Why does everyone choose rubber roofing? The reason is simple: it is durable and eco-friendly. Of course, some rubber roofing types are more expensive than asphalt shingles, however the primer benefit is that they aren’t likely to crumble and crack due to the weather and temperature changes. In addition, they are safer to install, if compared to many modified systems that require the use of hot asphalt and an open flame torch to adhere the roofing. Even if cases of leaking or damage take place, repairing such systems is easier and more affordable.

Application Procedures

According to the basic application procedures, they differentiate three basic rubber roofing types:

  • fully-adhered
  • mechanically-fastened
  • ballasted (loose-laid)




These rubber roofing systems are lightweight and boast outstanding design flexibility. They are generally chosen for contoured roofs, those with limited load bearing capacity and irregular shape. What are the main benefits?

  1. aesthetics
  2. application on any slope
  3. lightweight system
  4. suitable for unusual configurations
  5. high wind uplift performance
  6. suited for roofs with PV installations and green roofs


The membrane is connected to the insulation, attached with the use of stress plates, adhesives and mechanical fasteners. They use either scrim reinforced or non-reinforced membrane, making up most adhered installations.


Such systems are considered to be perfect for different buildings of various sizes or geometric configurations. As many technological advances have taken place in this sphere, such roofing type becomes the system of choice for replacement applications for many people.



This is another type worth your attention. It offers a lightweight system that is applied on various buildings, where the decking provides enough resistance for fasteners. In this case the sheets are laid out on the system and are mechanically fastened or adhered with the fasteners and plates to the decking.


Then the sheets are laid out in order to cover the insulation. The adjoining sheets are overlapped and spliced with seam tape. After that they are mechanically fastened with fasteners and plates.

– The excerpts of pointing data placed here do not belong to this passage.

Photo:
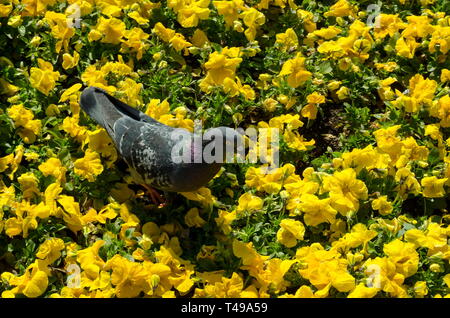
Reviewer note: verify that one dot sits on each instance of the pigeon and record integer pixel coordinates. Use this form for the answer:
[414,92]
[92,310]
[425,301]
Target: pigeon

The primer benefits of this roofing type are:

  1. lightweight
  2. versatility
  3. strength


The fasteners here are similar to plastic caps, connecting the edge of a course before it is overlapped and then sealed by the next course. They allow the billowing on the membrane. During the installation the amount of billowing depends on the fasteners’ spacing, as well as on the pressure differential between the exterior surface of the roof and the interior of the building.


Ballasted (Loose-Laid)

This is the last, but not the least type to be mentioned. As it comes from its name, the insulation base is loose-laid, which means it is not fastened to the roof deck.


This roofing type is considered to be pretty suitable for different types of buildings. Today it is applied on many buildings that accommodate the extra load of the ballast, as well as on those, where the roof slope doesn’t exceed 10%.


As well as the above mentioned types, this one features its own advantages, namely:

  1. fewer seams
  2. low installation cost
  3. excellent fire rating
  4. use of large sheets
  5. fast installation
  6. great weathering resistance
  7. a huge choice of compatible substrates


Any of these rubber roofing types has its own pluses and minuses. Weigh down all pros and cons and decide which of them is perfect both for your house and family budget.